Herzog and Giancarli aren’t alone in reaching this conclusion. “The irony of this situation is that the most avid [paying] consumers are also most likely to pirate,” Ernesto Van der Sar, the editor of the trade publication TorrentFreak, told The Daily Beast. “They simply can’t pay for everything they want to see.”

“In a way, it makes sense because people who are not interested in films [or] T.V. have no intention to pirate, either,” Van der Sar added.

Piracy of movies and T.V. shows really took off when torrents first appeared in the early 2000s. It seemed to peak five or six years ago, as new streaming services proliferated.

This made sense. Streaming promised to make practically every movie and show available to everyone, all the time. Sure enough, The Software Alliance—a Washington, D.C. anti-piracy organization—claimed digital piracy declined by 37 percent in 2017.

According to the European Union Intellectual Property Office, piracy bottomed out in 2021—before increasing again. “Current piracy levels are still nowhere near what they were five years ago,” Van der Sar wrote in a recent article. “However, a trend reversal is notable and may suggest that we’re at a pivotal point in time.”

Geography is a factor. Studios sell media-distribution rights by territory for defined spans of time. One distributor might handle North American distribution for a particular film for 10 years while another sells the same movie in Europe or Asia, but only for five years.

In other words, certain media is available in certain countries at certain times. These licensing “silos” help explain why, for a while, you could watch Christopher Nolan’s The Dark Knight on Netflix in the U.S., but not in the U.K..
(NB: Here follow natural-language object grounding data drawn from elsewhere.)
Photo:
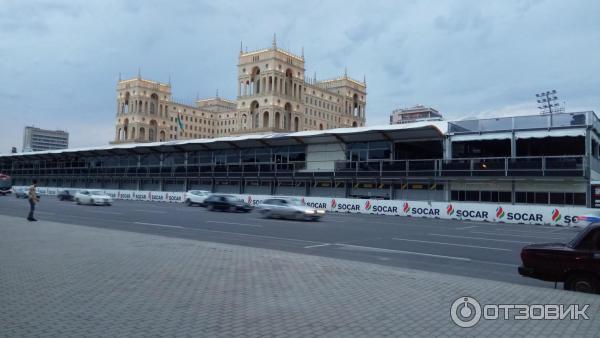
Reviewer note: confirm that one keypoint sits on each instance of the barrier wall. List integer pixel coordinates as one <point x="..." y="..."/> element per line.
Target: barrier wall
<point x="501" y="212"/>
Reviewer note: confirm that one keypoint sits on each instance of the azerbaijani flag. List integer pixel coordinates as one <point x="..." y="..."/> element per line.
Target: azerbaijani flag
<point x="179" y="121"/>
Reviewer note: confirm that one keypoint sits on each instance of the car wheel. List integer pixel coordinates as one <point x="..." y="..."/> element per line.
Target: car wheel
<point x="581" y="282"/>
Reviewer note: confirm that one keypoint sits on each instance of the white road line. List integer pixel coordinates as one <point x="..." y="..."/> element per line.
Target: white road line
<point x="160" y="225"/>
<point x="541" y="236"/>
<point x="105" y="212"/>
<point x="367" y="248"/>
<point x="234" y="223"/>
<point x="450" y="244"/>
<point x="481" y="238"/>
<point x="316" y="246"/>
<point x="250" y="235"/>
<point x="151" y="211"/>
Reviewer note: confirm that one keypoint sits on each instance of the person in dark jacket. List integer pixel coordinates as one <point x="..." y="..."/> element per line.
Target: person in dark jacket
<point x="33" y="200"/>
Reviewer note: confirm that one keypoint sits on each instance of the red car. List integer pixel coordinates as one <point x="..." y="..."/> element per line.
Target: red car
<point x="576" y="264"/>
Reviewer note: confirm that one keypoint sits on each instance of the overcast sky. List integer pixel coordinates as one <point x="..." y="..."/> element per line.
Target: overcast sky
<point x="60" y="60"/>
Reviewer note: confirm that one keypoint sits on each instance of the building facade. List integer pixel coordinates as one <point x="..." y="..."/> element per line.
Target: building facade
<point x="414" y="114"/>
<point x="273" y="95"/>
<point x="37" y="139"/>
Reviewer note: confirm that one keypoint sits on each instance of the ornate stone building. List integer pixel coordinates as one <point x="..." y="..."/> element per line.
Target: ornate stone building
<point x="274" y="95"/>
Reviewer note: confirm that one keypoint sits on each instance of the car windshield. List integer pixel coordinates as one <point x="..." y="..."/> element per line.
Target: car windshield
<point x="580" y="235"/>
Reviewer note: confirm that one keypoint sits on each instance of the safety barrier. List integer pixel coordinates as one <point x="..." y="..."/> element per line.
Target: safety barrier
<point x="484" y="212"/>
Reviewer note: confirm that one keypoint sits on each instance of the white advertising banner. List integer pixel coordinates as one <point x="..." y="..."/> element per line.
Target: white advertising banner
<point x="488" y="212"/>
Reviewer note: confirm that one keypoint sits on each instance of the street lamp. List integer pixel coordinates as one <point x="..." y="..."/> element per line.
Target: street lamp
<point x="547" y="102"/>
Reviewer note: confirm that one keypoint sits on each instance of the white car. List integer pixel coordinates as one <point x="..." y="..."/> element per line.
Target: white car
<point x="92" y="197"/>
<point x="196" y="197"/>
<point x="291" y="208"/>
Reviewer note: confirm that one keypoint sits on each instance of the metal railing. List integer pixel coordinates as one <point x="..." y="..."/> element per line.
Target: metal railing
<point x="541" y="166"/>
<point x="559" y="120"/>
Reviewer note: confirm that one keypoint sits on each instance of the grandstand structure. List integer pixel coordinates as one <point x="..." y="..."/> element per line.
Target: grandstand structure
<point x="537" y="159"/>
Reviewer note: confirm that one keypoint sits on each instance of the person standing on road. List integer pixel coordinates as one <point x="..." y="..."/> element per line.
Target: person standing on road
<point x="32" y="201"/>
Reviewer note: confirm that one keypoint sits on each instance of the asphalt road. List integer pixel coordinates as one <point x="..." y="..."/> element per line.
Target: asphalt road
<point x="475" y="249"/>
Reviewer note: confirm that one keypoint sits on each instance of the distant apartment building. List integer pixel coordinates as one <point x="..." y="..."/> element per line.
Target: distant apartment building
<point x="37" y="139"/>
<point x="414" y="114"/>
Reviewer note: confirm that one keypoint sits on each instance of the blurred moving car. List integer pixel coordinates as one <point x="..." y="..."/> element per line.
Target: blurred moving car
<point x="196" y="197"/>
<point x="92" y="197"/>
<point x="66" y="195"/>
<point x="5" y="185"/>
<point x="226" y="203"/>
<point x="24" y="193"/>
<point x="576" y="264"/>
<point x="290" y="208"/>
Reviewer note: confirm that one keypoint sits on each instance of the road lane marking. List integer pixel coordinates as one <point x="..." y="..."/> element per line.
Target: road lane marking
<point x="368" y="248"/>
<point x="450" y="244"/>
<point x="251" y="235"/>
<point x="160" y="225"/>
<point x="234" y="223"/>
<point x="481" y="238"/>
<point x="151" y="211"/>
<point x="317" y="245"/>
<point x="513" y="235"/>
<point x="105" y="212"/>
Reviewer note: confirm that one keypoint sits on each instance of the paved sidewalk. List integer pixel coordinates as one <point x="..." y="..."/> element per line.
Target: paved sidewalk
<point x="69" y="280"/>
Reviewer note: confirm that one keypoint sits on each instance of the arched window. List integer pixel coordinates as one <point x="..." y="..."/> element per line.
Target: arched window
<point x="266" y="119"/>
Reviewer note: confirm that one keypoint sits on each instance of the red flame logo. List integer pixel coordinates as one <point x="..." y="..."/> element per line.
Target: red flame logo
<point x="556" y="215"/>
<point x="406" y="207"/>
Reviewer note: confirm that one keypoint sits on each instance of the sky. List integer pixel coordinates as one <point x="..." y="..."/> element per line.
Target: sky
<point x="60" y="59"/>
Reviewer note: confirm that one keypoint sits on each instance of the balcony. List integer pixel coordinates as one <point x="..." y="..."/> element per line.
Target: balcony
<point x="562" y="166"/>
<point x="549" y="166"/>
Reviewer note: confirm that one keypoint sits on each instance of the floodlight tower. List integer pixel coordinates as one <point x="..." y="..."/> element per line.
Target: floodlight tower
<point x="547" y="101"/>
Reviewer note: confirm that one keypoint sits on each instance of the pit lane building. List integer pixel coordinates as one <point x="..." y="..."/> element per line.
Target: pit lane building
<point x="538" y="159"/>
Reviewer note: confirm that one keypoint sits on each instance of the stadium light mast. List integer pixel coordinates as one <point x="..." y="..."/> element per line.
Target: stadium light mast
<point x="547" y="102"/>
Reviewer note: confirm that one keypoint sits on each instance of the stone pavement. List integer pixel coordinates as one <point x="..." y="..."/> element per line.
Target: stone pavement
<point x="69" y="280"/>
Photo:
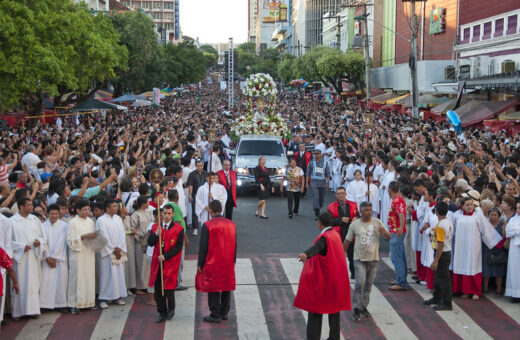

But the industry’s own fickleness is to blame, too. “Streaming services have the power to promote or bury movies based on their objectives,” film critic Travis Bruce told The Daily Beast.

It might not make sense to movie fans that Warner Bros. would rather cancel the completed Batgirl than release it, even after spending $90 million on the film. But it made sense to Warner Bros. The company described the cancellation as part of a wider “restructuring” it anticipated would help it save $2 billion.

Most people don’t care about corporate restructuring. They do care about movies and T.V. shows—and the growing difficulty of finding some films and programs. “Subscribers feel exhaustion and frustration when they can’t access ‘their content,’ or when titles—even titles produced for a streaming service—are dropped from that streaming service, or when titles bounce around from one streamer to another,” Giancarli said.

Not everyone turns to piracy when a streamer abruptly drops a movie or show. While overall sales of DVDs and Blu-rays are still declining—and could take a big hit next year when Best Buy removes the last discs from its shelves—some movie distributors report a growing interest in physical media from the most committed cinephiles.

The streaming industry has to converge towards a system where consumers can watch pretty much everything they like for an affordable price.

Ernesto Van der Sar, TorrentFreak

After all, you can’t lose access to a film if you own it. “People are always surprised when we tell them that we still pick, pack, ship, and sell DVD movies every day in quantity,” Sam Napolitano, the vice president for sales at BayView Entertainment in New Jersey, told The Daily Beast.

“The market will hit a bottom,” Napolitano said, “but for quality movies, we are not there yet. The market will start to pick up again as a new generation of film-lovers with disposable income will find that they can actually own a physical piece of their favorite movies.”

But not every distributor bothers to release a new movie or show on DVD or Blu-ray. And some older films or programs might be on some out-of-print DVD, but aren’t on the newer, higher-resolution Blu-ray format.

If a movie or show isn’t on streaming or currently in print on some physical media, what’s a fan to do—if not steal? There’s an obvious way for the industry to head off this theft. Obvious, but not simple.

“The streaming industry has to converge towards a system where consumers can watch pretty much everything they like for an affordable price,” Van der Sar said. “That sounds straightforward, but in an industry that’s built around licensing silos with billions in revenue at stake, that’s easier said than done.”